The Element is based on the concept that some vehicles should do an excellent job of carrying people and stuff — in this case, four people and all kinds of stuff, such as plywood, dirt bikes, skis and snowboards.
Thus, the Element, available with two-wheel drive or all-wheel drive, is a reconfigurable box. It works as a pickup truck, sport-utility vehicle and minivan. It is designed to be used, built to get dirty inside and out.
The proof of its soilability is in its floor, which is covered front to back with a tough urethane coating. Cleaning that floor is easy. Simply use liquid soap and a hose. The Element’s four seats, covered with waterproof fabric, are equally washable. In short, what you have here is a worry-free, easy-care interior.

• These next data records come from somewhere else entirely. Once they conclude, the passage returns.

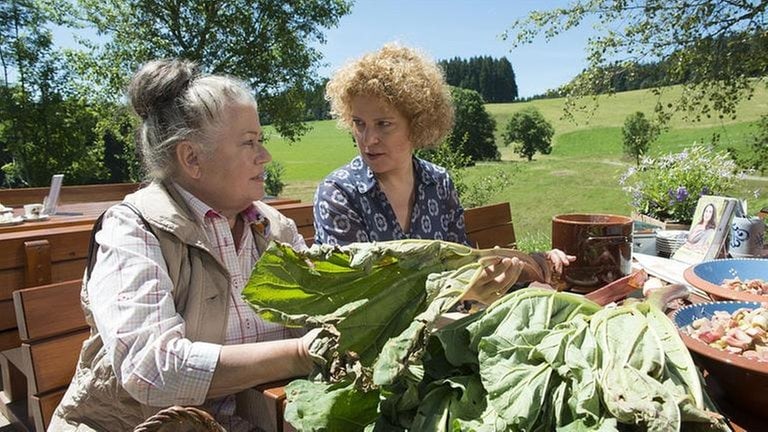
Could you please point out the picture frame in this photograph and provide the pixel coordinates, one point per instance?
(707, 236)
(52, 200)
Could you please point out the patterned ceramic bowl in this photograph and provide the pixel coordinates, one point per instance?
(743, 381)
(708, 276)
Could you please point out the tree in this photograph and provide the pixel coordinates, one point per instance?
(493, 79)
(638, 133)
(714, 47)
(45, 127)
(530, 132)
(472, 134)
(268, 43)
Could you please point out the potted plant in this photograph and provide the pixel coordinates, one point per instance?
(664, 191)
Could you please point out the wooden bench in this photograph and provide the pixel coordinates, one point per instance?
(52, 329)
(40, 289)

That’s a good thing, because the Element is ostensibly designed for buyers in their teens and twenties. A large part of this demographic group spends much of its time in modular dormitory rooms outfitted with cubbyholes, workstations, cots and computer docking stations. The Element is meant to be their dormitory room on wheels.

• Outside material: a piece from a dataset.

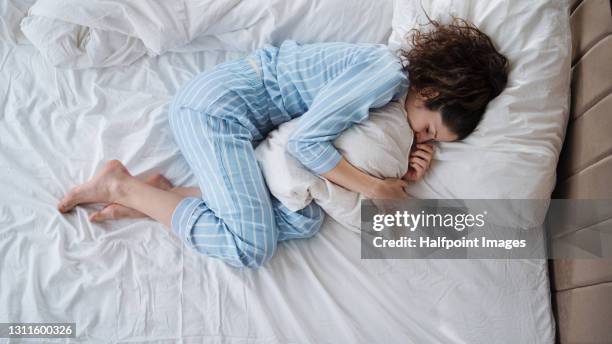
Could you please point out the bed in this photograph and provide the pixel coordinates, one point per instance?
(133, 281)
(582, 288)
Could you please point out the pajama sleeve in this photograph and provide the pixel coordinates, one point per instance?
(342, 102)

In keeping with that intent, the Element has multiple storage areas, including four side-door pockets, two rear side lining pockets, two bottle holders, a glove box, and front-cabin tray areas to accommodate personal digital assistants, cell phones, laptops and MP3 players.
In the tested Element EX version, the backs of the seats are equipped with bungee cords to holds books and magazines. Ah, and the seats can be arranged to sleep two people comfortably.
That is the Element as a “live-in” vehicle. But the Element’s key features — four cargo doors that swing open away from each other, unobstructed by a center pillar — define it as a moving/hauling machine.
The front-side cargo doors open at a 78-degree angle. The rear-side cargo doors open at an angle of 90 degrees. The floor is wonderfully low and flat. It all makes easy work of loading and unloading bulky cargo.
But consumers, especially first-time car buyers in pursuit of life’s adventures, seldom buy for practicality alone. They want funk and boogie, and the Element gives that to them in a body so ugly it lapses into cute.
The exterior is a work of mostly flat, central metal pieces bounded bottom and top by dark composite body panels and parts. Viewed one way, the Element appears to be an elementary-school stu dent’s puzzle. Viewed another, it looks like a military vehicle that swerved into peace.
What the Element does not look like is an everyday SUV. There is nothing exaggerated about it, nothing contradictory — no rugged brush bars on the outside competing with a Hotel Ritz interior. Yet, there is something unquestionably enjoyable about this vehicle.
I think it’s an attitude. The Element does not take itself seriously. It eschews prestige while laughing at SUV haters who believe prestige is what SUVs are all about.
Built on Honda’s global small-car platform — the same one used to build the compact Civic — the Element is nobody’s behemoth. It’s just a clever idea, well executed, that promises to offer lots of fun on the road.